Page 128 of The Love Hypothesis
“Oh.” Olive’s cheeks warmed a little. “Nothing. They just have pumpkin spice bubble tea.”
Malcolm pretended to gag. “Ugh, Ol. Gross.”
“Shut up.”
“It sounds great.” Holden smiled and leaned into Malcolm. “We should get one to split.”
“Excuse me?”
Olive tried not to laugh at Malcolm’s horrified expression. “Don’t get Malcolm started on pumpkin spice,” she told Holden in an exaggerated whisper.
“Oh, shit.” Holden clutched his chest in mock terror.
“This is a serious matter.” Malcolm let his menu fall on the table. “Pumpkin spice is Satan’s dandruff, harbinger of the apocalypse, and it tastes like ass—not in the good way.” Next to Olive Adam nodded slowly, highly impressed with Malcolm’s rant. “One pumpkin spice latte contains the same amount of sugar you’d find in fifty Skittles—and no pumpkin whatsoever. Look it up.”
Adam stared at Malcolm with something very similar to admiration. Holden met Olive’s eyes and told her conspiratorially, “Our boyfriends have so much in common.”
“They do. They think hating entire harmless families of food is a personality trait.”
“Pumpkin spice is not harmless. It’s a radioactive, overpowering sugar bomb that worms its way into every sort of product and is single-handedly responsible for the extinction of the Caribbean monk seal. And you”—he pointed his finger at Holden—“are on thin ice.”
“What—why?”
“I can’t date someone who doesn’t respect my stance on pumpkin spice.”
“To be fair it’s not a very respectable stance—” Holden noticed Malcolm’s glare and lifted his hands defensively. “I had no idea, babe.”
“You should have.”
Adam clucked his tongue, amused. “Yes, Holden.
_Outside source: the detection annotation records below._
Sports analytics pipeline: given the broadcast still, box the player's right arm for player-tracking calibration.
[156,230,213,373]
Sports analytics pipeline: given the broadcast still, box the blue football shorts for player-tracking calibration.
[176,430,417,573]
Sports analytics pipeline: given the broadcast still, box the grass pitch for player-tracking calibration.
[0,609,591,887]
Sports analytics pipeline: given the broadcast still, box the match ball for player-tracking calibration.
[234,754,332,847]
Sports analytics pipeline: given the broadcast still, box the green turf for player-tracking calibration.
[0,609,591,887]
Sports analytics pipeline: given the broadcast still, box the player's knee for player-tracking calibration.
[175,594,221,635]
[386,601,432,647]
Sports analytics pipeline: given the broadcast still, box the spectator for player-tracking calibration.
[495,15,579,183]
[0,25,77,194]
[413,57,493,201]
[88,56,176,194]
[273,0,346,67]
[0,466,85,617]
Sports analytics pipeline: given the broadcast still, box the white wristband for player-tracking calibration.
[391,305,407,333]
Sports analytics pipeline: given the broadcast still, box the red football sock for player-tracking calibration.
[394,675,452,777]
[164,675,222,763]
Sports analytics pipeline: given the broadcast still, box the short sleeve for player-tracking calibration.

Do better.” He leaned back in his seat, and his shoulder brushed against Olive’s. Holden gave him the finger.
“Adam knows and respects Olive’s stance on hamburgers, and they’re not even—” Whatever Malcolm had been about to say, he had the sense to stop himself. “Well, if Adam knows, you should know about the pumpkin spice.”
“Wasn’t Adam a dick until, like, twelve seconds ago?”
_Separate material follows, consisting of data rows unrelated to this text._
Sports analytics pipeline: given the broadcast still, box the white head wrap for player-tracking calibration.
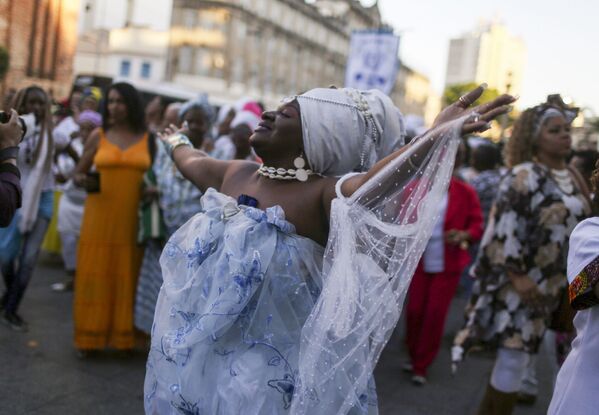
[286,88,405,176]
[534,107,578,137]
[568,217,599,283]
[231,111,260,131]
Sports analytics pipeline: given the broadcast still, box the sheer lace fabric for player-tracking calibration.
[291,119,464,415]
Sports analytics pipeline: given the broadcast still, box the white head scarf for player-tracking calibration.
[568,217,599,283]
[285,88,405,176]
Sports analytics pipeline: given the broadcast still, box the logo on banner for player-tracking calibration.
[345,30,399,94]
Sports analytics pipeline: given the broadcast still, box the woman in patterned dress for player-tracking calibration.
[453,99,590,414]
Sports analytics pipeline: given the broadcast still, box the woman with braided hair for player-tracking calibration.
[452,96,590,414]
[144,87,514,415]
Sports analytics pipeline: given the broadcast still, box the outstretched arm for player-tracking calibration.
[159,128,233,192]
[333,86,516,197]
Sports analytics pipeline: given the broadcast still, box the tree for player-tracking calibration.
[0,46,10,80]
[443,82,500,106]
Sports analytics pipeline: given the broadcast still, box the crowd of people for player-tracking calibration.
[0,82,599,415]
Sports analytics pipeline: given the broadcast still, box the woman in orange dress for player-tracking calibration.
[74,83,150,352]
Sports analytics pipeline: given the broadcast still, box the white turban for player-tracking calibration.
[287,88,405,176]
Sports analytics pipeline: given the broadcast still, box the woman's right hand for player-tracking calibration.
[508,273,541,304]
[156,123,189,143]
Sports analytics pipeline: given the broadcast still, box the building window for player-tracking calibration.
[119,59,131,76]
[141,62,152,79]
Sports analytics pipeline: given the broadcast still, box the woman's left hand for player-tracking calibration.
[433,84,517,135]
[445,229,470,246]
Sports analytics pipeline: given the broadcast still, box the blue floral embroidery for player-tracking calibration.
[233,251,264,303]
[171,395,201,415]
[187,238,217,268]
[268,374,295,409]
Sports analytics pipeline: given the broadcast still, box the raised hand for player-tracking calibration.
[433,84,517,135]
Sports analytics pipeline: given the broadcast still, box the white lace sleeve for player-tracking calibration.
[291,119,464,415]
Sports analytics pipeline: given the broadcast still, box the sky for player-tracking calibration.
[89,0,599,115]
[379,0,599,115]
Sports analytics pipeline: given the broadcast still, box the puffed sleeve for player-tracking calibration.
[481,168,538,274]
[568,217,599,310]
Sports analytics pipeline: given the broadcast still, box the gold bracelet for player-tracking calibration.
[164,133,193,158]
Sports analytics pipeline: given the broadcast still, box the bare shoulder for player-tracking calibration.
[83,128,102,151]
[225,160,260,180]
[319,177,339,217]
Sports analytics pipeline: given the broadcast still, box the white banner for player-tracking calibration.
[345,30,399,95]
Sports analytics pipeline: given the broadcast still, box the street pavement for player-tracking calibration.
[0,255,552,415]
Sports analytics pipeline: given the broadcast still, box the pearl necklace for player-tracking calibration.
[550,169,574,194]
[258,164,314,182]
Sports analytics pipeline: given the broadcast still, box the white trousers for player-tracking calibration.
[491,348,531,393]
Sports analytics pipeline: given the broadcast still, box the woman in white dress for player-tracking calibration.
[548,170,599,415]
[144,87,514,415]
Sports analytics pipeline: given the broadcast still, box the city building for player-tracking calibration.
[391,63,441,126]
[166,0,382,105]
[445,22,526,94]
[74,0,170,83]
[75,26,169,83]
[75,0,440,120]
[0,0,79,98]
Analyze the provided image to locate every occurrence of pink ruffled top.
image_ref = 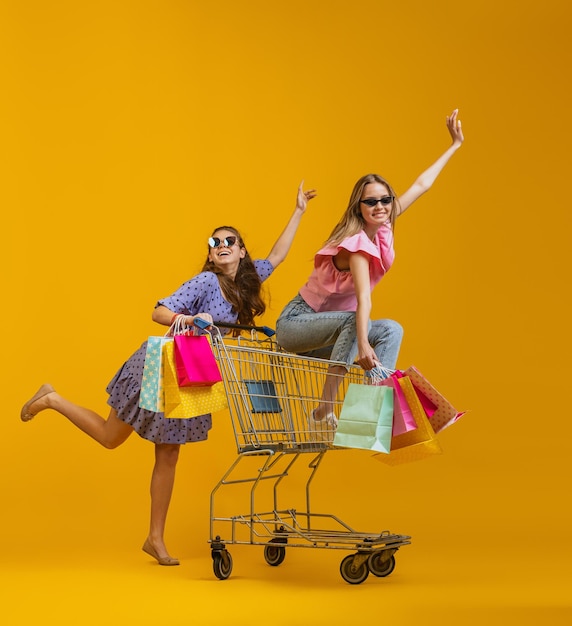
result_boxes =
[300,225,395,312]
“How the turntables,” Adam murmured. Olive reached out to pinch him on the side, but he stopped her with a hand around her wrist.
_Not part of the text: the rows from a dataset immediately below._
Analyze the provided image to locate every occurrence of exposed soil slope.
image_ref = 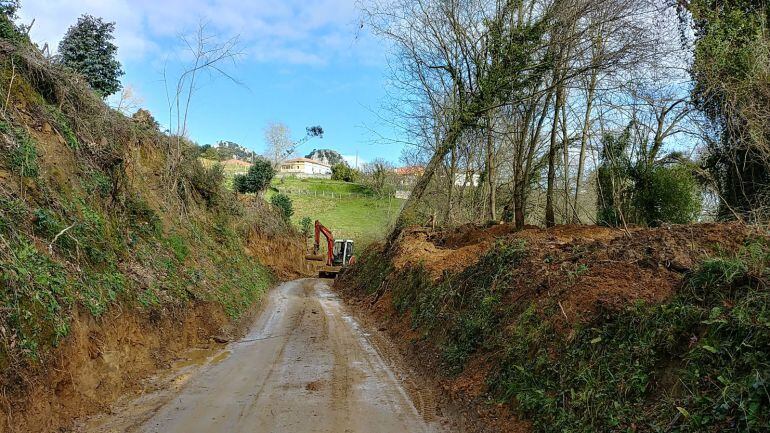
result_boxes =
[337,224,770,432]
[79,279,446,433]
[0,32,305,432]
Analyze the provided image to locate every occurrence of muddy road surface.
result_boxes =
[80,279,444,433]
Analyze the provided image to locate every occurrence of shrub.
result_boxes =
[190,160,225,207]
[233,158,275,194]
[270,193,294,220]
[634,164,701,226]
[332,162,359,182]
[299,217,313,239]
[8,128,40,177]
[59,15,123,97]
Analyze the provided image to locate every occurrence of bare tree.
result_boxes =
[265,122,294,167]
[163,22,241,191]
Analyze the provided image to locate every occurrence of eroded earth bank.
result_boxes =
[78,279,450,433]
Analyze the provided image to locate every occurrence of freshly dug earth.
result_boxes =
[0,304,230,433]
[78,279,456,433]
[392,223,753,322]
[336,223,767,432]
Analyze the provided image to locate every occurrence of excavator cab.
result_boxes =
[332,239,353,266]
[305,221,356,278]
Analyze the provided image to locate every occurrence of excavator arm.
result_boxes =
[313,220,334,266]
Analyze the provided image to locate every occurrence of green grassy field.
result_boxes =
[266,178,403,251]
[195,158,403,246]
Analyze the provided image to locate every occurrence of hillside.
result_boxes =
[267,178,403,249]
[335,223,770,432]
[0,39,304,432]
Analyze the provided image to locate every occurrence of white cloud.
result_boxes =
[20,0,377,64]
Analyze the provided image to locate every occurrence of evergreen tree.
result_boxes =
[59,15,123,97]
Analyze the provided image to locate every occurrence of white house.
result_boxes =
[278,158,332,177]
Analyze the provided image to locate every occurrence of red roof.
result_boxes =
[393,165,425,176]
[281,158,331,167]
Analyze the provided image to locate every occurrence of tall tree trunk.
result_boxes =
[486,115,497,221]
[388,119,465,243]
[572,69,598,224]
[444,146,457,225]
[561,98,570,219]
[545,80,564,227]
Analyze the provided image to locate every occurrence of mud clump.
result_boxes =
[392,223,753,321]
[0,303,233,433]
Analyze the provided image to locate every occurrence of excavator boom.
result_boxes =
[305,220,355,277]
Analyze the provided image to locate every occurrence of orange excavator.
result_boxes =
[305,220,356,278]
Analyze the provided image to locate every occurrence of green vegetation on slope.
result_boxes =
[341,231,770,433]
[0,35,282,370]
[267,178,403,246]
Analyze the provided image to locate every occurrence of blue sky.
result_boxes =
[19,0,401,162]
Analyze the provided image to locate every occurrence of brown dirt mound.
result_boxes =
[0,304,237,433]
[393,223,756,322]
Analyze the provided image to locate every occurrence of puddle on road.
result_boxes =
[173,347,230,370]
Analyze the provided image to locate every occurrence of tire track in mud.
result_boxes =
[80,279,444,433]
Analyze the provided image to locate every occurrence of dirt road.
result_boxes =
[84,279,443,433]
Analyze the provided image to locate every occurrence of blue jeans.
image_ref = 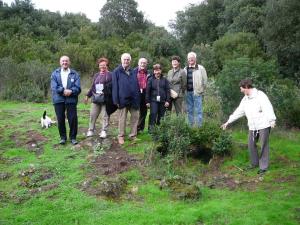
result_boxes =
[186,91,202,127]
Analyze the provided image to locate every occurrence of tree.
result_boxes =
[99,0,147,37]
[216,57,278,115]
[213,32,264,68]
[261,0,300,86]
[170,0,224,48]
[217,0,266,36]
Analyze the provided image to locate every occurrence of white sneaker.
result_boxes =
[86,130,94,137]
[100,130,107,138]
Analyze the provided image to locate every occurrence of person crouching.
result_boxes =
[146,64,170,133]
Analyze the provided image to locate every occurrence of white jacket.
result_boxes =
[184,64,207,95]
[227,88,276,130]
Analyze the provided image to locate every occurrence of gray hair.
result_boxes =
[121,53,131,61]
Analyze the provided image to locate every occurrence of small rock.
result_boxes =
[258,177,264,181]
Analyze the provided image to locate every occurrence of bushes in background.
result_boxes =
[0,58,52,102]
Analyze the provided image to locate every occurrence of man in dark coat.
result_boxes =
[112,53,140,145]
[51,56,81,145]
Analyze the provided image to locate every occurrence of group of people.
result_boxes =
[51,52,276,175]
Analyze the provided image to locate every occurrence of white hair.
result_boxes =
[188,52,197,59]
[121,53,131,61]
[139,58,148,65]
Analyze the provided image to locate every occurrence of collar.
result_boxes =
[247,88,258,99]
[60,68,71,74]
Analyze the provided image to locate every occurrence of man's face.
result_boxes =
[172,60,179,69]
[139,59,148,70]
[240,87,250,95]
[121,56,131,68]
[99,61,107,72]
[153,69,161,77]
[59,56,70,70]
[188,56,196,66]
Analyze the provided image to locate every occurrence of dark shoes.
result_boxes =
[71,139,78,145]
[59,139,66,145]
[244,165,258,171]
[59,139,78,145]
[257,169,267,175]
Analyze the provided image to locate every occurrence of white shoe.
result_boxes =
[100,130,107,138]
[86,130,94,137]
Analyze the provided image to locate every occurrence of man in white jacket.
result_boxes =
[222,79,276,174]
[184,52,207,127]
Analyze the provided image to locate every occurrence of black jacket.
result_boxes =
[146,76,170,103]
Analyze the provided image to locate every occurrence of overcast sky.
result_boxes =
[3,0,201,28]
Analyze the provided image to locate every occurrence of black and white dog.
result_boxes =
[41,110,55,128]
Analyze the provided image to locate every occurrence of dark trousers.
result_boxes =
[150,101,166,130]
[248,127,271,170]
[54,103,78,140]
[138,91,147,131]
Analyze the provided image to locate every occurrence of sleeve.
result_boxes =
[165,79,171,103]
[86,74,97,98]
[112,71,120,105]
[51,71,64,95]
[71,73,81,96]
[201,66,207,88]
[181,70,187,94]
[227,99,245,123]
[146,77,152,103]
[259,91,276,123]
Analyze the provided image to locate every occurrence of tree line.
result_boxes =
[0,0,300,127]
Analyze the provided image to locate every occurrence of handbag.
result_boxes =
[170,89,178,99]
[92,93,105,104]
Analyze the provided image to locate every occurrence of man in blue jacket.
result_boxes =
[51,56,81,145]
[112,53,140,145]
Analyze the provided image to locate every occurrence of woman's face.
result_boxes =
[172,60,179,69]
[153,69,161,78]
[99,61,107,72]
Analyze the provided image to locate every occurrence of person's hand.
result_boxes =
[270,121,276,128]
[64,89,72,96]
[221,122,228,130]
[83,96,89,104]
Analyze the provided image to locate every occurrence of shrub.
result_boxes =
[212,132,232,156]
[191,121,232,157]
[0,58,51,102]
[152,115,190,161]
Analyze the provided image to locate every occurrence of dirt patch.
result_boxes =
[19,165,54,188]
[0,172,12,180]
[10,130,48,156]
[0,155,23,165]
[91,141,138,176]
[274,175,297,183]
[79,135,139,199]
[200,157,263,191]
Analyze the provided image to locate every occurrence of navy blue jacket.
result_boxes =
[51,68,81,104]
[146,75,170,103]
[112,65,140,109]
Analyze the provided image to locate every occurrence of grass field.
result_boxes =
[0,102,300,225]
Evil, she mouthed at him. He just smiled, evilly, studying Malcolm and Holden a little too gleefully.
“Come on. It’s not even comparable,” Holden was saying. “Olive and Adam have been together for years. We met less than a week ago.”
“They have not,” Malcolm corrected him, wagging a finger. Adam’s hand was still curled around her wrist. “They started dating, like, a month before we did.”
“No,” Holden insisted. “Adam was into her for ages. He probably secretly studied her eating habits and compiled seventeen databases and built machine-learning algorithms to predict her culinary preferences—”
Olive burst into laughter. “He did not.” She took a sip of water, still smiling. “We only just started hanging out. At the beginning of the fall semester.”
“Yes, but you knew each other from earlier.” Holden was frowning. “You two met the year before you started your Ph.D. here, when you came for your interview, and he’s been pining after you ever since.”
Olive shook her head and laughed, turning to Adam to share her amusement. Except that Adam was staring at her already, and he did not look amused. He looked . . . something else. Worried maybe, or apologetic, or resigned. Panicky? And just like that, the restaurant was silent. The pitter-patter of rain on the windows, people’s chatter, the clinking of silverware—it all receded; the floor tilted, shook a little, and the AC was just this side of too cold. At some point, Adam’s fingers had let go of her wrist.
Olive thought back to the bathroom incident. To burning eyes and wet cheeks, the smell of reagent and clean, male skin. The blur of a large, dark figure standing in front of her with his deep, reassuring, amused voice. The panic of being twenty-three and alone and having no idea what she should be doing, where she should be going, what the right choice was.
Is mine a good enough reason to go to grad school?
It’s the best one.
All of a sudden, things had seemed simple enough.